In fact, they haven't for the past seven years they have competed at the annual North Island Colgate Games, as the 39th edition starting at the Hawke's Bay Regional Sports Park in Hastings today. "Well, going through Colgate gave me bigger ambitions because I started off just having fun with it but now that I've gotten older I need to put more effort and time into it because it's getting much harder," says Brett who will compete in the 400m, 800m and 1500m.
Not winning is something that seldom ever crops into her mind because the enjoyment of running and trying to keep up with peers who derive a similar sense of satisfaction are rewarding in themselves.
"It's just a part of me so it'd feel weird if I dropped it," says the Karamu High School pupil who, like Murphy of Napier Boys' High School, will begin year 11 classes from next month.
Her first recollection of enjoyment from running was when she was a shade over 2.
"I used to run and jump into my mum's arms at the finish line at the Hastings Athletics Club," she says, revealing her mother, Kim, encouraged her to take up athletics because the youngster's father, Karl, was a marathoner.
When she reached 10 Brett started appreciating the joys of training and running.
"I just like the fact that you are able to run and, sometimes, it feels real good even if you didn't do well."
She used to try to push herself but she wasn't ambitious enough to put in the time at training.
Only four months ago that changed after she came under the tutelage of St John's College athletics teacher/coach Chris Hansen.
"He's let me join their boys' team for training."
So why the late mind change?
"I thought it would be a good age to start now before everyone, like, gets too good and it becomes hard for me to catch up," she says.
While she's flirting with middle-distance track events Brett is finding she is gravitating towards road-race distances lately.
A Hastings Harrier over 4km, she was chuffed last month to finish 10th at the secondary schools' nationals over the same distance.
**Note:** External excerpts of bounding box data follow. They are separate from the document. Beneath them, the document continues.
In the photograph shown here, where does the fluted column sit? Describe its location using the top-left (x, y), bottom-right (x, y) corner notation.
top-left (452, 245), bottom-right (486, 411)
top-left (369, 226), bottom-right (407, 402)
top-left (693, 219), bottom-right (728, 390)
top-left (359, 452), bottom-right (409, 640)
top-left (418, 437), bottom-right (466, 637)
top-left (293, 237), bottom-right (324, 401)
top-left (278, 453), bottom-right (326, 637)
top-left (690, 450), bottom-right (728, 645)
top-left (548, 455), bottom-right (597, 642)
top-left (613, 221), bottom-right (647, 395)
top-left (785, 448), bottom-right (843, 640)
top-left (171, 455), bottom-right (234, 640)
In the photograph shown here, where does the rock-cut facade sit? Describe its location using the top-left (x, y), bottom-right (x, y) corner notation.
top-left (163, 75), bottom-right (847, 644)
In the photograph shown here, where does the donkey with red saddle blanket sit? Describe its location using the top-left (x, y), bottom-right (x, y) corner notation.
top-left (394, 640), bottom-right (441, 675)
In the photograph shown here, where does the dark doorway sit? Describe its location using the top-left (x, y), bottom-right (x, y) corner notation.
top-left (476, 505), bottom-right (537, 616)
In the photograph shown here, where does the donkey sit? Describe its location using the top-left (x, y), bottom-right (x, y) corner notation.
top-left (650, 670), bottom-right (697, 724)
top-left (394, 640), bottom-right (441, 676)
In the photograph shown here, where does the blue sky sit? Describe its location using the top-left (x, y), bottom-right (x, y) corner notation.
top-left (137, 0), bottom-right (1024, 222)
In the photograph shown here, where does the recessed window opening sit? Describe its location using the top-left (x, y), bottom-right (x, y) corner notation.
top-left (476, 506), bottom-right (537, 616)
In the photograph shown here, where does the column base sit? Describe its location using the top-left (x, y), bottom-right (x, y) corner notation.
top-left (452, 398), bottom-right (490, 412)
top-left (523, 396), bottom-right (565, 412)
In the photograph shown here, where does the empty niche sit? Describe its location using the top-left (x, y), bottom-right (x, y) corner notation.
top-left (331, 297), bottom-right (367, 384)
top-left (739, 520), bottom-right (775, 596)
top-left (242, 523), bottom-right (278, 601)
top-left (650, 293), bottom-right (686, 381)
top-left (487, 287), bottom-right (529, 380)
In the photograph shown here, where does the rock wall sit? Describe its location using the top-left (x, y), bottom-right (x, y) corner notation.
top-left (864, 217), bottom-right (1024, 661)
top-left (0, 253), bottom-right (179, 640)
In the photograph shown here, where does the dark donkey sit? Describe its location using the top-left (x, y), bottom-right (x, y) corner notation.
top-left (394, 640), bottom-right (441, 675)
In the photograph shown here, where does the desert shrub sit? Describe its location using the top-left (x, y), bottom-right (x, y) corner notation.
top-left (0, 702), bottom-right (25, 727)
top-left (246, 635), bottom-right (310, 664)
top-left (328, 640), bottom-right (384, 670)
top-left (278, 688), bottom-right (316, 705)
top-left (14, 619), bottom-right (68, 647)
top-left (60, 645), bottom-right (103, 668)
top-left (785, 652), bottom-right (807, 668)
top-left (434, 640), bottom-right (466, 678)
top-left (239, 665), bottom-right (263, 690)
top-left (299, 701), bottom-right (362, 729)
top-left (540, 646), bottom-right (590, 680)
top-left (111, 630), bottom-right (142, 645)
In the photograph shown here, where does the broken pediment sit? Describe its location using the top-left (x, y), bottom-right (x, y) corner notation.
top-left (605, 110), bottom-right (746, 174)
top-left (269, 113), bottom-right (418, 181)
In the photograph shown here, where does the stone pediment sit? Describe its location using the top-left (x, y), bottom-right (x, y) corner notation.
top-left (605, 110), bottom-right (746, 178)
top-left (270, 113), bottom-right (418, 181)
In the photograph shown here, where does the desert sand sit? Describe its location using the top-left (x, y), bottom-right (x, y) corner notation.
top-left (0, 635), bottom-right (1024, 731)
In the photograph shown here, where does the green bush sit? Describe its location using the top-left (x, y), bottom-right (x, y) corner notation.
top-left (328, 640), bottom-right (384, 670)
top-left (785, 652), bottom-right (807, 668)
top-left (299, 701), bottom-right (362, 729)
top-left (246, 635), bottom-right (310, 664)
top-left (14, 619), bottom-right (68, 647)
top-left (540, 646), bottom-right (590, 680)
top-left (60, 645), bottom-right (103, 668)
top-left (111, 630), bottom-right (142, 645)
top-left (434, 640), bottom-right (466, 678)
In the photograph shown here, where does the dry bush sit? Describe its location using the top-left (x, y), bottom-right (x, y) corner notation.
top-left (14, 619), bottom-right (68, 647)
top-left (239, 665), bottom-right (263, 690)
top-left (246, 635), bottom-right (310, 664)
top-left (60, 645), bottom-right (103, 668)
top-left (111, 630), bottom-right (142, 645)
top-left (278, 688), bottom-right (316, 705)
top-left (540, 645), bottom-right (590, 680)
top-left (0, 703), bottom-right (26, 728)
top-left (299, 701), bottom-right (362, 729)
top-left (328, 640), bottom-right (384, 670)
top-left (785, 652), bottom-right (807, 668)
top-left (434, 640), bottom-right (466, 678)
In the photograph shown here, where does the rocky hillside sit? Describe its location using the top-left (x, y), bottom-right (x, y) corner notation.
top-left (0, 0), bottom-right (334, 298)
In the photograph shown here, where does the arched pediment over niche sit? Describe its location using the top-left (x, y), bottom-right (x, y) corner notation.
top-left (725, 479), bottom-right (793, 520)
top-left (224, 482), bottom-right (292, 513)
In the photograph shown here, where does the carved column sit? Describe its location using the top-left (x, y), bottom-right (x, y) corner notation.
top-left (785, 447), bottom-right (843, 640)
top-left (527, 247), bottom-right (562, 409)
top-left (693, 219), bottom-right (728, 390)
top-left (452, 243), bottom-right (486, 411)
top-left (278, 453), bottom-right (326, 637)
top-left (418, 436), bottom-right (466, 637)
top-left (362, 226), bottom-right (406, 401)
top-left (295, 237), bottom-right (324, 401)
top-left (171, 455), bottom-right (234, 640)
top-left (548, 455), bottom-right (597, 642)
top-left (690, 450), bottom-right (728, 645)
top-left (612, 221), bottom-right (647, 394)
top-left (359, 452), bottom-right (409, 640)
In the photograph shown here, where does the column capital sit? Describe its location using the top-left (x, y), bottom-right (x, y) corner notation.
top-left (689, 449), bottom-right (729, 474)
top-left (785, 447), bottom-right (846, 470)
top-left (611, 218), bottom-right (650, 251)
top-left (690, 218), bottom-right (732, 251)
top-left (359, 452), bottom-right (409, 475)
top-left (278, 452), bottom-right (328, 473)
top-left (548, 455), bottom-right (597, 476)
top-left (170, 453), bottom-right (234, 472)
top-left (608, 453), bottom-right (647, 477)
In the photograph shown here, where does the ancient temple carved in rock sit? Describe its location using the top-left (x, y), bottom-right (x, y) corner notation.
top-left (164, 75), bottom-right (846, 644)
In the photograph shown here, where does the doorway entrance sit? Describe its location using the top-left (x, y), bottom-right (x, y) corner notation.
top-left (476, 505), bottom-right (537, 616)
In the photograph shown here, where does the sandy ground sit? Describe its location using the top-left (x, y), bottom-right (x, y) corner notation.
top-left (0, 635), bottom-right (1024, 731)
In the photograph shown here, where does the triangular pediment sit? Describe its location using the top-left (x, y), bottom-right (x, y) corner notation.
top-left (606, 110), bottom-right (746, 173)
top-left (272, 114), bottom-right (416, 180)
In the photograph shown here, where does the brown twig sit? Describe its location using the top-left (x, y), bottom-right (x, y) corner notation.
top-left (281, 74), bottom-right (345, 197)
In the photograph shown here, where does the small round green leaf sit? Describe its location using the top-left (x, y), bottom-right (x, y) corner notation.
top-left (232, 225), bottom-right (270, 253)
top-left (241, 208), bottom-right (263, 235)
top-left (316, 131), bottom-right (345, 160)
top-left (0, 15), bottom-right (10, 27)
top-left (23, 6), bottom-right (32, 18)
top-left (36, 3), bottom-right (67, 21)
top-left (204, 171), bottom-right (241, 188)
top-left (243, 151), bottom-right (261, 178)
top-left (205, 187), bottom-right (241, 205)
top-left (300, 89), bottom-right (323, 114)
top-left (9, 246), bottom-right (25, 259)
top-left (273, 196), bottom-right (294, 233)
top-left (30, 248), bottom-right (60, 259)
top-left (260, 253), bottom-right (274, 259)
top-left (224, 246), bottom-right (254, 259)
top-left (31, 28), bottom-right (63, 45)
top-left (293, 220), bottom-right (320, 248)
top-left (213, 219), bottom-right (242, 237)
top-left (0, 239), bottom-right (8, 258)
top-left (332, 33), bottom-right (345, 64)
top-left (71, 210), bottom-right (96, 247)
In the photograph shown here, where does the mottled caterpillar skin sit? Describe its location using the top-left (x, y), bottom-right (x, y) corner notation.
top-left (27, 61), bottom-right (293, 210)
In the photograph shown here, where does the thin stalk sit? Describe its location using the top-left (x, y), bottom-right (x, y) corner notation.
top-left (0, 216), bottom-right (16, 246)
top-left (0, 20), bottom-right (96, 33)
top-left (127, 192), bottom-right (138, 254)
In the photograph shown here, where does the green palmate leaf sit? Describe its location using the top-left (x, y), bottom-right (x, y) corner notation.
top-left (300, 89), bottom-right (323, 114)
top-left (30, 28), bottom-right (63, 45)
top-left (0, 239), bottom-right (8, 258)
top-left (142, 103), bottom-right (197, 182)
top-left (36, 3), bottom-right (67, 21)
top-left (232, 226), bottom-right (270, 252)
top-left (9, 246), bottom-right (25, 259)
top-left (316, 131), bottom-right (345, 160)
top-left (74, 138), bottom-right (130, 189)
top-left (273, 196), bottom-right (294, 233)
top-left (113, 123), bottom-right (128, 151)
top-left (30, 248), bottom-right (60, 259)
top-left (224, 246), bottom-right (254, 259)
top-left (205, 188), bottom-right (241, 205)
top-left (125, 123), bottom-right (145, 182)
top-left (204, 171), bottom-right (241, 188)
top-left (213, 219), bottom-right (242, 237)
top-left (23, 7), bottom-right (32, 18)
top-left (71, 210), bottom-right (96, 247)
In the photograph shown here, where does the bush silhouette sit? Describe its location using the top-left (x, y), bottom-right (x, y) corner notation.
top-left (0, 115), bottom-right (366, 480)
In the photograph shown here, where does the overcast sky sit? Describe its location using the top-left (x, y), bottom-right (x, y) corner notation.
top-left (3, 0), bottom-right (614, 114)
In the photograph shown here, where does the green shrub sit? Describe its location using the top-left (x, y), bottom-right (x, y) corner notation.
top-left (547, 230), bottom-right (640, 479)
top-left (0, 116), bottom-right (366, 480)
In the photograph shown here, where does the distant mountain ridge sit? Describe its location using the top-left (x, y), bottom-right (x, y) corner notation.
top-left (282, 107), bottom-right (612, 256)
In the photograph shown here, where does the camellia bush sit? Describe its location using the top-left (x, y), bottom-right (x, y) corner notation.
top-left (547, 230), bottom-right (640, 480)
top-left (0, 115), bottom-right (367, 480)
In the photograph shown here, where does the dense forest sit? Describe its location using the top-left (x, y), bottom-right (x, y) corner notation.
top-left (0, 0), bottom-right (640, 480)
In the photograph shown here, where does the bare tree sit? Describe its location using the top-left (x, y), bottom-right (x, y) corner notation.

At the track nationals she hasn't been able to break out of the heats to make the playoffs.
"In the Colgate Games I make it to the finals but don't do that well there."
Brett prefers the track because it's kinder to her joints than the road but the terrain also is beneficial.
"You're not just going around in circles but then on the track it's soft and flatter."
While the tarmac beckons she doesn't believe she'll stray too far from the track to inject variety into her training.
Murphy, of Napier, started running at 3 because his mother and the club team manager for this games, Maree, was a former athlete at the Hastings centre when the late Allan and Sylvia Potts were mentors.
"I just remember running alongside my brothers," says Murphy who didn't beat Callum, now 22, Ryan, 19, and Liam, 18, but simply enjoyed the thrill of emulating his elder siblings.
Their 48-year-old mother, a former sprinter, hurdler and jumper, didn't compete at the Colgate Games because the club wasn't part of it until she turned 15 but all her sons have taken part in the national meeting for 7 to 14-year-olds.
When Brett was 8, the former Havelock North Primary School pupil started enjoying the routine it offered.
The 100m sprint and hurdles over the same distance appealed most but he has since embraced long jump, too, enjoying the take-off and landing.
Murphy, a member of the Paul Henare and Paora Winitana HB Basketball Academy, finds the overall fitness derived from athletics provides him with a solid template to play basketball.
So does Brett who is making the most of her agility in her school teams.
"In soccer, it's good being a wing who can back and forth along the sides of the field," says the KHS first XI player who only just gave up netball which she found too inhibitive aerobically.
She is grateful to her mother and stepfather Bruce Wilson for "not pushing me too hard" but simply "guiding me" with the promise of assistance if she wishes to take it to a new level.